Dallas Fabric Show nets orders for satisfied vendors, retailers
February 5, 2001-- Home Textiles Today,
DALLAS -As the Dallas Fabric Association's semi-annual fabric show continues to evolve from a furniture manufacturer-driven event to one boasting a wide range of distribution channels in its customer base, exhibitors were generally pleased with the traffic and the actual order writing last week.
Randy Schmit, newly elected president of DFA and a representative for Purcell/Letchinger, commented that "we had a 15 percent increase in attendance compared with January 2000."
According to Schmit, customers reported that "January business looked good even though November and December were a little soft."
Discussing the customer base at the show, Schmit noted the "biggest increase was in the medium-sized manufacturers, who make a wide range of products other than furniture." Retail participation also was strong for the 27th year of the show, he added.

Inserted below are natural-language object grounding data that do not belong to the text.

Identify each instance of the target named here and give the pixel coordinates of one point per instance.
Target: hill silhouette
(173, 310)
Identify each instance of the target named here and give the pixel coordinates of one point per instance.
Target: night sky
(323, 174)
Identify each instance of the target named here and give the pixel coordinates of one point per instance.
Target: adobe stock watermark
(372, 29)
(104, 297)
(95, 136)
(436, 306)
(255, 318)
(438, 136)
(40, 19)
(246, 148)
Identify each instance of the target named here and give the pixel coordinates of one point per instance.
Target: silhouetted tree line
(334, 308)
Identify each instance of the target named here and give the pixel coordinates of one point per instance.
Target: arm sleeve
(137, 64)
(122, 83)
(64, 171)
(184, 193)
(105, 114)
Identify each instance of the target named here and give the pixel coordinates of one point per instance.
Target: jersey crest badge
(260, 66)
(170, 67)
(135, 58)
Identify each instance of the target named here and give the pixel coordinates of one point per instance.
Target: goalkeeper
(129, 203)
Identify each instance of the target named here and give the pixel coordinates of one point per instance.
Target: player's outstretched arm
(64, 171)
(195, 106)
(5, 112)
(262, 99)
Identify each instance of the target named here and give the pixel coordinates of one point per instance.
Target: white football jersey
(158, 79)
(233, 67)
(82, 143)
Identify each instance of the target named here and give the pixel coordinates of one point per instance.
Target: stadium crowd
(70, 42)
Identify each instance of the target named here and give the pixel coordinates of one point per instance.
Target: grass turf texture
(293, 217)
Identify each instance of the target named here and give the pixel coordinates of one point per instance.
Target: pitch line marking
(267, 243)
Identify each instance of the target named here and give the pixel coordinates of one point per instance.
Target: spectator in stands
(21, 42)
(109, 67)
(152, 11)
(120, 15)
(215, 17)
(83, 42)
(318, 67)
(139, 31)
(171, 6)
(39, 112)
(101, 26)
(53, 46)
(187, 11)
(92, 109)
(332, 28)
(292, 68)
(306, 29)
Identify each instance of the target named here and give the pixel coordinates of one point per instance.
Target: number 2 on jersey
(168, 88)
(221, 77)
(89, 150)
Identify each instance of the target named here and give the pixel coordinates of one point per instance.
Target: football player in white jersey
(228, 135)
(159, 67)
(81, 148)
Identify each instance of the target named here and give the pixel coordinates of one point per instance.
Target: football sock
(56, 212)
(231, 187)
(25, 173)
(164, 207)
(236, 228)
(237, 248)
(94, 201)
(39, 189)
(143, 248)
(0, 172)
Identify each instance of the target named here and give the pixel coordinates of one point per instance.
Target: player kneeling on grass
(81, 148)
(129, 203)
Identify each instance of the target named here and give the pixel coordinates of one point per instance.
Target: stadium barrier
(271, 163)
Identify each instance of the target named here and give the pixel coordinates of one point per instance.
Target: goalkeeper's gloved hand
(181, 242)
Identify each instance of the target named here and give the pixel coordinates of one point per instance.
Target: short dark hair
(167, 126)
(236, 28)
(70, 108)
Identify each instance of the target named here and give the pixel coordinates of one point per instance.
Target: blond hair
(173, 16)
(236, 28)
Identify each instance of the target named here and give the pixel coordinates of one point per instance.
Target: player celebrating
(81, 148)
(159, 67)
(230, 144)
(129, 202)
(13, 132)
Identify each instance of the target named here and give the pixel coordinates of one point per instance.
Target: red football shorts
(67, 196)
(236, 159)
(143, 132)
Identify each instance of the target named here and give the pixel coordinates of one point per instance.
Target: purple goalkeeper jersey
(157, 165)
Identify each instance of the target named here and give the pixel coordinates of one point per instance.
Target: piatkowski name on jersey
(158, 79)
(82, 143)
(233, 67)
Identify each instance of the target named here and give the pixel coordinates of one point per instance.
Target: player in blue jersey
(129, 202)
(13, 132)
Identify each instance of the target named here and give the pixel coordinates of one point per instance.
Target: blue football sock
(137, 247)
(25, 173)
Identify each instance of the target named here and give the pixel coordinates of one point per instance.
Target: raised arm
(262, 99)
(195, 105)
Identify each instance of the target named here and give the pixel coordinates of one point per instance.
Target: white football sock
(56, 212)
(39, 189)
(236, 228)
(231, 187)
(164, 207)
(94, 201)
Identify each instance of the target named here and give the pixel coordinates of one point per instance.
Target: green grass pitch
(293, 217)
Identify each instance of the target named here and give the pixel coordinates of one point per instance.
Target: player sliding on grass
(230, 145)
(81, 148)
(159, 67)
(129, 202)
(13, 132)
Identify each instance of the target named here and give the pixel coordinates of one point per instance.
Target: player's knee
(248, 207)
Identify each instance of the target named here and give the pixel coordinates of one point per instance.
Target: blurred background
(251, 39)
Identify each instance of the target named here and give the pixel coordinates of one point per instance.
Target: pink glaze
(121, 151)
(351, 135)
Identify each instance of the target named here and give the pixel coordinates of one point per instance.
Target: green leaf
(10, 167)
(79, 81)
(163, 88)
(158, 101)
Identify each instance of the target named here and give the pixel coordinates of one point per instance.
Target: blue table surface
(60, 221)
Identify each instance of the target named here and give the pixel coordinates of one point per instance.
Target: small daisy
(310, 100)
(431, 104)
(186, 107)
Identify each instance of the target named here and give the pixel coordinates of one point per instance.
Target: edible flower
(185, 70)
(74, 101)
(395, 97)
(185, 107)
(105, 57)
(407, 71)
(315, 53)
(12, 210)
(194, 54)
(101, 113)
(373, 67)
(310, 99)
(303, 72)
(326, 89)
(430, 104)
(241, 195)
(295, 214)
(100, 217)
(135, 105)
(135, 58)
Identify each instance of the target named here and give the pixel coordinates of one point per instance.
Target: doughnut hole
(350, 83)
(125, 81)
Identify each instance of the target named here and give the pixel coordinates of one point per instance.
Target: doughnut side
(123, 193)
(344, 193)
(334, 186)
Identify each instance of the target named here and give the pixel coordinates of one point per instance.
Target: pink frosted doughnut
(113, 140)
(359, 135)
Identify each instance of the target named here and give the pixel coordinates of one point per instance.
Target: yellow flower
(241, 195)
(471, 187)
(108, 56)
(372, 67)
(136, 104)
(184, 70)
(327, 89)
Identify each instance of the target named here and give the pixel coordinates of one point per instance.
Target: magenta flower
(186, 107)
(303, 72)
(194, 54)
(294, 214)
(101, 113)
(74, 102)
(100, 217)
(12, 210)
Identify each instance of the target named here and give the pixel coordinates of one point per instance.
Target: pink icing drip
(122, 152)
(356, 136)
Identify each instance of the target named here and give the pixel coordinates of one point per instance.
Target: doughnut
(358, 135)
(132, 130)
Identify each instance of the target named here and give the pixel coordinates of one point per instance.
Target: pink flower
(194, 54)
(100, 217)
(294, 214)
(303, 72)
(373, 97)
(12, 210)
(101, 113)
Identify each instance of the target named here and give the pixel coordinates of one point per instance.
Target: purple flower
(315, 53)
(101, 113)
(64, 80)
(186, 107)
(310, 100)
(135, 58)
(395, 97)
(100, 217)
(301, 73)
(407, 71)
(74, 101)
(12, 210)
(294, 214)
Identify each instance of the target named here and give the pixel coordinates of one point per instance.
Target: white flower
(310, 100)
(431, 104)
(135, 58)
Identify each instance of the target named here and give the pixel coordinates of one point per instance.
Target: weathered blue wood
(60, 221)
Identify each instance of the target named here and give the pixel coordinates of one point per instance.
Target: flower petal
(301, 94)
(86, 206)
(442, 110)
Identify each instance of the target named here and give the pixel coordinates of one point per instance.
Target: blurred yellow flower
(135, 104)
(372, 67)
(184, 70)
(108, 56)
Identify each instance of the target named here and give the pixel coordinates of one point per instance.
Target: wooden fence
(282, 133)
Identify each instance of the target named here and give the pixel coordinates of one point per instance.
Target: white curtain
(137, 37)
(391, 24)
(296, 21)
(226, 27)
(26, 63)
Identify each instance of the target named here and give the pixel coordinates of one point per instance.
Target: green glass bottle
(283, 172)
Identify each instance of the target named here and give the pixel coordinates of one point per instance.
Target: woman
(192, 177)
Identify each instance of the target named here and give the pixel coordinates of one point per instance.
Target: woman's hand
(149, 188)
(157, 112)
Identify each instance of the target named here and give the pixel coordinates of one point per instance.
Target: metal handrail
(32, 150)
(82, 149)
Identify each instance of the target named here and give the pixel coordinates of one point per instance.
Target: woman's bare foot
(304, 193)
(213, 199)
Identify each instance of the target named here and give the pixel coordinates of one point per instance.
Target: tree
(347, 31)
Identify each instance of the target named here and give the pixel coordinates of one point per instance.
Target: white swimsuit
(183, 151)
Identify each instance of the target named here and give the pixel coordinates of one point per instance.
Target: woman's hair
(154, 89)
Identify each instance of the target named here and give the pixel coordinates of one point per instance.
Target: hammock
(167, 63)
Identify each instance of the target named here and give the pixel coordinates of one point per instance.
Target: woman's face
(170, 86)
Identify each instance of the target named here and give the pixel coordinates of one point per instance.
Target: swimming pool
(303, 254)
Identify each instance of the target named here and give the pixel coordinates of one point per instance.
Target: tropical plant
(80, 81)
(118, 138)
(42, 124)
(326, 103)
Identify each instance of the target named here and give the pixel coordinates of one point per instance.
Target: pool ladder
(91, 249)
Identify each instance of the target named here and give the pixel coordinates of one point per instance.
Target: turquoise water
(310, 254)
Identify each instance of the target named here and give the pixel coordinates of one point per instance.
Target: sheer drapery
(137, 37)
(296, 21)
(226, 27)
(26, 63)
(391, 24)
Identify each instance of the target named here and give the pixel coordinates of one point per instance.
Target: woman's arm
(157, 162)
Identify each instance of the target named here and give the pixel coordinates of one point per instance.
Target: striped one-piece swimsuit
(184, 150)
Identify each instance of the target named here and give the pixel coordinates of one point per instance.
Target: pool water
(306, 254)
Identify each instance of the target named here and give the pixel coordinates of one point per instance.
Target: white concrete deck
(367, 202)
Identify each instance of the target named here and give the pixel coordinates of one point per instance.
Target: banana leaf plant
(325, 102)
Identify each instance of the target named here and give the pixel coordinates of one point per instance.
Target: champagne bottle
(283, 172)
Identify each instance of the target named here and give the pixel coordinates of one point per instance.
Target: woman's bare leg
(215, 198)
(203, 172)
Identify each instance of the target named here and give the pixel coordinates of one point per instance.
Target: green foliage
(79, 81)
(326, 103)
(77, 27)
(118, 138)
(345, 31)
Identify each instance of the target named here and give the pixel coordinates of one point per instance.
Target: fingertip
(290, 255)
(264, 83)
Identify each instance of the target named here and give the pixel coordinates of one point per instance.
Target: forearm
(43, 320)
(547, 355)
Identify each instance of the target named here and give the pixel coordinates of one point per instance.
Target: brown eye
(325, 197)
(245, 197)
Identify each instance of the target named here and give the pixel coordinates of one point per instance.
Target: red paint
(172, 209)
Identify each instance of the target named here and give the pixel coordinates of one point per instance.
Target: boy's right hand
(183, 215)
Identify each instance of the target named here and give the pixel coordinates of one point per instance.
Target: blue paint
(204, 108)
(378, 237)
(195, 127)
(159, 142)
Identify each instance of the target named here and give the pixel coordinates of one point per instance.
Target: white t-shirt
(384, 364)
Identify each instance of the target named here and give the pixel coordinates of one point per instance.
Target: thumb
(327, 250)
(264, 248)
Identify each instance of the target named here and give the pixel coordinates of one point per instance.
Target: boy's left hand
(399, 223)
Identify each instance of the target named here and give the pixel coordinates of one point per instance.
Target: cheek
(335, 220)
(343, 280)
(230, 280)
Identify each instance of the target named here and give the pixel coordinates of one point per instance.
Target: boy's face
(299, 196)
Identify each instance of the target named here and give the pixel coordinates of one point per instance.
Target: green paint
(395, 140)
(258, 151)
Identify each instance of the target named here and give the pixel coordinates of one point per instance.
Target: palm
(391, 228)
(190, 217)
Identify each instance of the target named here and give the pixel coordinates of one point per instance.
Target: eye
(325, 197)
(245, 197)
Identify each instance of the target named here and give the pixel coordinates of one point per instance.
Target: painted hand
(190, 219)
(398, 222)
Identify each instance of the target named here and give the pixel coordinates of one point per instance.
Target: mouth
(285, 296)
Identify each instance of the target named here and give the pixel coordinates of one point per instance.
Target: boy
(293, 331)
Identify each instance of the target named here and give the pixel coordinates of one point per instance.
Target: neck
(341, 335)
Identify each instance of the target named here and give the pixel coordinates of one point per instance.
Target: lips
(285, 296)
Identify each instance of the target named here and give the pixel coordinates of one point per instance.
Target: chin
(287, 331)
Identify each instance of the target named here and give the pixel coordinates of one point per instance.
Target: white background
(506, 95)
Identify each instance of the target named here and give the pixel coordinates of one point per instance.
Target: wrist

"Our customers said last year was the best ever, but we're still going to fight harder for business," said Walter Linn, director of sales for Waverly. "I'm gratified with the results here."
"It's definitely a mood of cautious optimism," said Tim Rudd, regional representative for Richloom, who also noted that Monday-opening day-produced the greatest number of people at the show. Retailers, Rudd added, "may be cautious but they're not hesitant about buying-they're leaving orders."
At the same time, he noted that manufacturers "are asking for our opinions more than I can remember in the past. Overall, the attitude has been very positive."
On a less positive side, Lew Magrish, senior vp, Chris Stone & Associates, remarked, "Traffic was just fair all around, and we had buyers from soup to nuts-apparel, decorative accessories, retail, distributors, and manufacturers. And there were a lot of people pushing closeouts."
The geographical reach of the show expanded as well, according to Oscar Reig Plaza, sales manager for Covington Fabrics. "We've seen customers from Colorado, Kansas, Missouri, California and Alabama as well as the entire Southwest."
A change from the past was the way the mom-and-pop fabric stores addressed buying.
"They are writing orders, but initial selections are more carefully made," said Reig Plaza "And where they would order samples to let customers pick the colors on 25 percent of their mix, now it's up to 40 percent."
Reig Plaza considers the event here as second only to Showtime in High Point, NC, as a draw for both retailers and manufacturers. "It was a furniture-focused show; now it's a decorative show. We had 70 appointments in three days."